Asked to contrast Owens and Haggard about sharing songwriting credits, Simpson said, “Merle is really good to me. Always has been, and still is. Merle was fair, and Buck was Buck. What can you say?”
Simpson repeatedly cracked jokes about Haggard, another way of showing the affection between them. “Merle had a cell number before they had cell phones,” Simpson quipped, a reference to Haggard’s stint in San Quentin prison in California.
Simpson also joked about the day he signed with Capitol Records. Cliffie Stone, a major business figure in the California country scene, called Simpson to say Ken Nelson of Capitol Records wanted to know if Simpson would be interested in cutting trucking songs for the label. Even though L.A. is three-to-four hours from Bakersfield, Simpson responded, “I’ll be there in an hour and half.” Simpson signed with Capitol Records that week and shortly afterward released his first album, Roll Truck Roll, in 1966. “When you get a deal, you got to take it,” he said.
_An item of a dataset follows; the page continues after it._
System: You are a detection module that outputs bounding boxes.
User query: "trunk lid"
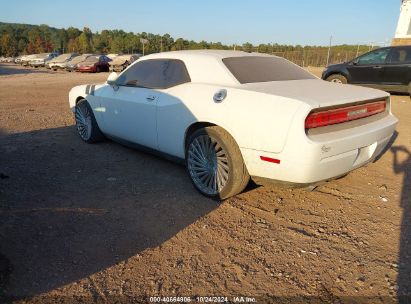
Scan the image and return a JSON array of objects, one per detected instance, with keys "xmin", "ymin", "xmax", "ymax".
[{"xmin": 241, "ymin": 79, "xmax": 389, "ymax": 109}]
Simpson joined such legendary trucking song figures as Dave Dudley, C.W. McCall, Red Sovine, and Dick Curless as favorites of the genre. His song “I’m a Truck” became a #4 hit on the Billboard country charts and remains a classic of the genre. Other Simpson favorites include “Roll Truck Roll,” “Diesel Smoke, Dangerous Curves,” “Motivatin’ Man,” “Country Western Truck Drivin’ Singer,” “Awful Lot to Learn About Truck Drivin’,” and “Truck Driver’s Heaven.” He also had a Top 40 hit with “The Highway Patrol,” which Junior Brown revived as a country hit in the 1990s.
These days, Simpson plays a Monday night residency at the Bakersfield club Trout’s Cocktail Lounge; he also performs every Tuesday at a local resident home for senior citizens.
Simpson ended the program by inviting Moles to join him onstage to perform three songs, “The Highway Patrol,” “Lucky Old Colorado,” and “Don’t Ever Tell Me Goodbye,” ending with a standing ovation from the audience.